Quebec Autoroute 30
Autoroute 30 (A-30), or the Autoroute de l'Acier (In English, Steel Motorway) is an Autoroute in Quebec, Canada. Construction of the A-30 dates back to the early days of autoroute construction in the 1960s. Originally called Highway 3, the A-30 was designed to replace Route 132 as the main artery linking the communities along the South Shore of the St. Lawrence River. The A-30 was originally intended to begin at the U.S. border at Dundee and end at Saint-Pierre-les-Becquets (in Centre-du-Québec). In the late 1970s an eight-year moratorium on new autoroute construction (in favour of public transport) by the Parti Québécois prevented implementation of this plan.
The original section of Autoroute 30 in 1968 linked Sorel-Tracy to Route 116. The A-30 was extended to an interchange with Autoroute 10 in Brossard by 1985 and to Autoroute 15 in Candiac by 1996.

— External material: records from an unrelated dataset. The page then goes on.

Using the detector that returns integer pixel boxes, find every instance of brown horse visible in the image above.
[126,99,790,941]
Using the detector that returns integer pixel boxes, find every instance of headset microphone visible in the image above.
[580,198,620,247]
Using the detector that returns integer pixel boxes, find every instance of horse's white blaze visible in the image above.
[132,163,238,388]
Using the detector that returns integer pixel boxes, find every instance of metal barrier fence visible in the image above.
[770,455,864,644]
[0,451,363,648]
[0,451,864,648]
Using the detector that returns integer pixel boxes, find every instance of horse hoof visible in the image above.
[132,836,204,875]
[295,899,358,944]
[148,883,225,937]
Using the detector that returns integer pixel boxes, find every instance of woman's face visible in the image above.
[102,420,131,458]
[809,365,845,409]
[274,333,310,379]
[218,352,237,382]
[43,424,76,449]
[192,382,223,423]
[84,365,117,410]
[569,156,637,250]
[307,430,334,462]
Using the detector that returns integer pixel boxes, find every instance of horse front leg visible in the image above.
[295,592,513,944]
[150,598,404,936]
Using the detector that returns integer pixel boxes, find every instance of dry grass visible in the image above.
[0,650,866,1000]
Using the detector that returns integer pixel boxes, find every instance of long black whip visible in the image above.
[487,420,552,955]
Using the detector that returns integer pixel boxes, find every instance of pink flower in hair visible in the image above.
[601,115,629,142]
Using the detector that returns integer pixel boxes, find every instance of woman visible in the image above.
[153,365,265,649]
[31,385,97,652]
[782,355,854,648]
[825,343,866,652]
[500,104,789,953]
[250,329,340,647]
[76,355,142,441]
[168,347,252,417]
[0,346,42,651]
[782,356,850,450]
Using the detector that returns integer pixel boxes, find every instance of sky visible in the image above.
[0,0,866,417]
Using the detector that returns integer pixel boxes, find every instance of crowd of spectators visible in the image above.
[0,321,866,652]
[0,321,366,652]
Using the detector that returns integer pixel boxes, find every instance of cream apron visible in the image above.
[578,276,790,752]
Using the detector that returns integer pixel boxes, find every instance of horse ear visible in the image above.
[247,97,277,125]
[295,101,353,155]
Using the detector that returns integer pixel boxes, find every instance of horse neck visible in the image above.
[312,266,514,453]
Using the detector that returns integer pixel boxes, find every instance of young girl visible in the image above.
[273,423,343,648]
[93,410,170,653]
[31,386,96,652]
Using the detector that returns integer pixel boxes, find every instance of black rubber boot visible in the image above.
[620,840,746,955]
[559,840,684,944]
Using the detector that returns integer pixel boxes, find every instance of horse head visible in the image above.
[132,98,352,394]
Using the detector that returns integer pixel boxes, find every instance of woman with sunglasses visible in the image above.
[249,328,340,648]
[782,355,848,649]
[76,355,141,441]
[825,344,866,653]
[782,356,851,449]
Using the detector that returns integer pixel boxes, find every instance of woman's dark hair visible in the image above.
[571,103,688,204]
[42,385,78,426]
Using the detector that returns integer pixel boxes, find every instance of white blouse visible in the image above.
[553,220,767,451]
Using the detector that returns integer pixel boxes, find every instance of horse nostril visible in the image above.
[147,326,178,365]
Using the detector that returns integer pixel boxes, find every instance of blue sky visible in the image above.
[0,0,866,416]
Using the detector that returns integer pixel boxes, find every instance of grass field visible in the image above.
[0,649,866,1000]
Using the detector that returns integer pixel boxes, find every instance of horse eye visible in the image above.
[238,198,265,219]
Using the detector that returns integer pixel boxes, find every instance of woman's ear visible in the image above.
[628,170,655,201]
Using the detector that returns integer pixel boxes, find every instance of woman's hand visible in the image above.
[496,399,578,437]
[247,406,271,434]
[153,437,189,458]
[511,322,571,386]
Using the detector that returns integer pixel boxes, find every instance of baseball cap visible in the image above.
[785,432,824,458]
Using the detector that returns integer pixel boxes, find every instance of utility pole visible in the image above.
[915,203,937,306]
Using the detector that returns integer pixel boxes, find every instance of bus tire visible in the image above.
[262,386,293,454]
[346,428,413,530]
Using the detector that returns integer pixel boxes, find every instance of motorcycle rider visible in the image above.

Growing road congestion in and around Montreal led to the announcement in 2006 of a federal-provincial partnership to complete A-30 as a southern bypass. At that time, the section from Châteauguay to Vaudreuil-Dorion was to be tolled, however by 2009 it was decided to collect tolls only on the St. Lawrence bridge. Opened to traffic on December 15, 2012, A-30 extends north of the St. Lawrence River (over a new crossing) to an interchange with Autoroute 20 and Autoroute 540 in Vaudreuil-Dorion, permitting motorists travelling the Quebec City–Windsor Corridor to bypass the city. As construction progressed, short sections of the original A-30 that are bypassed by the new route were converted to spur routes and assigned new route numbers.